Desde el pasado 31 de enero, la falta de dinero obligó al cierre del centro de salud. De esta forma se dejó de atender después de las 4 p. m. y durante los sábados y domingos.
La directora de la clínica, Ana Victoria Solórzano, explicó que entre noviembre del 2004 y enero de este año, la consulta se mantuvo abierta hasta las 10 de la noche.
Pero el dinero se terminó y no pudo seguir brindando el servicio.
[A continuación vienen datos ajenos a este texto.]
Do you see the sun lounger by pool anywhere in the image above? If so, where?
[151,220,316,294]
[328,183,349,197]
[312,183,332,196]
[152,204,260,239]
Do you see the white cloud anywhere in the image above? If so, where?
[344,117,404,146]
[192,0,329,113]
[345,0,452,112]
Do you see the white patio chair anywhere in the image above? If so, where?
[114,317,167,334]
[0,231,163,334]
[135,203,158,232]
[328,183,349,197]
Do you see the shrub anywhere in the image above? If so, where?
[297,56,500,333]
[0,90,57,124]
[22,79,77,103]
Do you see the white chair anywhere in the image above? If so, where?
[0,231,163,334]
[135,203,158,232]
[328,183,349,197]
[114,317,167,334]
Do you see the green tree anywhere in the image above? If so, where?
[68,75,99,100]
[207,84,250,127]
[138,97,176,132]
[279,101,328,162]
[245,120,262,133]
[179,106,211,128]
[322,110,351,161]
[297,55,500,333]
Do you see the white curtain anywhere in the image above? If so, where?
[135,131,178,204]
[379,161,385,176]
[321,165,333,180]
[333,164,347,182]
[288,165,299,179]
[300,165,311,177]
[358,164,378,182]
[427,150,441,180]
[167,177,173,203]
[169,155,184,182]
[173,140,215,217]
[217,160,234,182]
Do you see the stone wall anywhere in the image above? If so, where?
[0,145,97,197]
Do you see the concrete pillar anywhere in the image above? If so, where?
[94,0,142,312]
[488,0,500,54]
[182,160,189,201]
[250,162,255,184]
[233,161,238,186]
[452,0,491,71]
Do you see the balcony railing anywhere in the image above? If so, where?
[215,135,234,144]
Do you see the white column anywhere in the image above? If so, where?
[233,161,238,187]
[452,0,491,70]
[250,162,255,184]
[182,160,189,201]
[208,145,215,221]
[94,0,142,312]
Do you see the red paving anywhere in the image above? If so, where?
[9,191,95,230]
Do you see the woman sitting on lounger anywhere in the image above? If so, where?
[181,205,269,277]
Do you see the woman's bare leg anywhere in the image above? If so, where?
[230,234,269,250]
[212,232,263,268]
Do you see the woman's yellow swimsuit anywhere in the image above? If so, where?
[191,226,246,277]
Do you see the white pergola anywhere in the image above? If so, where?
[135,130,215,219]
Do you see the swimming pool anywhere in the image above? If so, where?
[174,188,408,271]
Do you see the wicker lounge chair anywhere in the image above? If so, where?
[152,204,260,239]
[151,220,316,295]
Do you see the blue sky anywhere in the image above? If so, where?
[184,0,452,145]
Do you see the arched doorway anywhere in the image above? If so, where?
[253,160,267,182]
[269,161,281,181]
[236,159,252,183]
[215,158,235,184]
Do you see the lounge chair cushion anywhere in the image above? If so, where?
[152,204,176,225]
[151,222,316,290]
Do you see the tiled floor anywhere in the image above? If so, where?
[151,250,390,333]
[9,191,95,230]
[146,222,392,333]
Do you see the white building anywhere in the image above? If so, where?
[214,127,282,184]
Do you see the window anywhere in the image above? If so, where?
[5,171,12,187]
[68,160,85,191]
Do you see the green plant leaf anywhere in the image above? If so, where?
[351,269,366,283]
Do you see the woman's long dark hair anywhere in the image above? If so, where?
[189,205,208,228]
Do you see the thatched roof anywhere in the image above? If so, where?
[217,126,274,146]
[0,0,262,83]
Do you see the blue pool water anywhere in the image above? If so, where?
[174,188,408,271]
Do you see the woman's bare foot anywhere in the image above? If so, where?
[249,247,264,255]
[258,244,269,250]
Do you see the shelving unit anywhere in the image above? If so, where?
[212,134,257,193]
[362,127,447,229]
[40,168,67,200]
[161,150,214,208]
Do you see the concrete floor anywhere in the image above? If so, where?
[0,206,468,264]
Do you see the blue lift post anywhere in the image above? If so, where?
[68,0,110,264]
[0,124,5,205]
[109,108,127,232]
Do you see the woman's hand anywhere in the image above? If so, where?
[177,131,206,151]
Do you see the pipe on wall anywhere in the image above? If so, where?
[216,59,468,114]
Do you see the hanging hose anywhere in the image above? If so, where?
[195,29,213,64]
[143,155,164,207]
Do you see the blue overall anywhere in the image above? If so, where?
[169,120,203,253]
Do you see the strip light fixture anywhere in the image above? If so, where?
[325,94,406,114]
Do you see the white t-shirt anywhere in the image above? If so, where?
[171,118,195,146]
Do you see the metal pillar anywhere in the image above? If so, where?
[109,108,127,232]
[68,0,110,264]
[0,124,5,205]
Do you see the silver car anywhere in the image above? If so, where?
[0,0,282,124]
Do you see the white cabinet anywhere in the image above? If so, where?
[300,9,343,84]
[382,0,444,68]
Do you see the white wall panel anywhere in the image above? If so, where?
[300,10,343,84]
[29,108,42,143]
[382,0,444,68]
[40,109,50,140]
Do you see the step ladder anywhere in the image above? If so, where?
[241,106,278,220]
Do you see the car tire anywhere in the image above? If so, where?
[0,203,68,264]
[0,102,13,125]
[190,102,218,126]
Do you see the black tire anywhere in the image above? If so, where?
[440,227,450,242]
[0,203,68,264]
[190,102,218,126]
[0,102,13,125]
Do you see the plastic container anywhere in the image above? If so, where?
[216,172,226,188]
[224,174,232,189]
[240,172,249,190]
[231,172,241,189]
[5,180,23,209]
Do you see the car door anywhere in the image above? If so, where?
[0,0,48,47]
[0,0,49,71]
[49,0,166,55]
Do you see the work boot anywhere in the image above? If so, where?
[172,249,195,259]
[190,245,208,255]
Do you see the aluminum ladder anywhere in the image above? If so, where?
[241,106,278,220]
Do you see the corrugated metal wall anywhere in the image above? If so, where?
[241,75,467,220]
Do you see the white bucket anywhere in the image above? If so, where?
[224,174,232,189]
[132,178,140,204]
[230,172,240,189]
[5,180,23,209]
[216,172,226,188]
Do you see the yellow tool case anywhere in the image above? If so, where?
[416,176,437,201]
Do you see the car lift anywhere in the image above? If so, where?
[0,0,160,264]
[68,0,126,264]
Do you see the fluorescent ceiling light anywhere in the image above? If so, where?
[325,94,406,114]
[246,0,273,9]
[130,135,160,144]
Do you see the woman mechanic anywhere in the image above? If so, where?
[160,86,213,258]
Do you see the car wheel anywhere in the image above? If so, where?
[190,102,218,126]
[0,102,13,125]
Durante las horas de la noche o los fines de semana, si un lugareño tiene una emergencia debe trasladarse hasta el hospital Monseñor Víctor Manuel Sanabria de Puntarenas o a la clínica de Jacó.
Con el agravante de que las carreras de buses desde Orotina hacia ambas comunidades se suspenden en la noche y no cualquiera puede pagar un taxi.
Se está a la espera de que el presidente ejecutivo de la CCSS, Alberto Sáenz, reciba a representantes de la Junta de Salud de la región para encontrar alguna solución al problema.
La preocupación aumenta ya que a pesar de ser un cantón con 15.000 habitantes, la clínica llega a atender hasta 25.000, pues recibe pacientes de otros cantones como San Mateo y Turrubares.
Sin embargo, hasta esta semana no ha habido respuesta.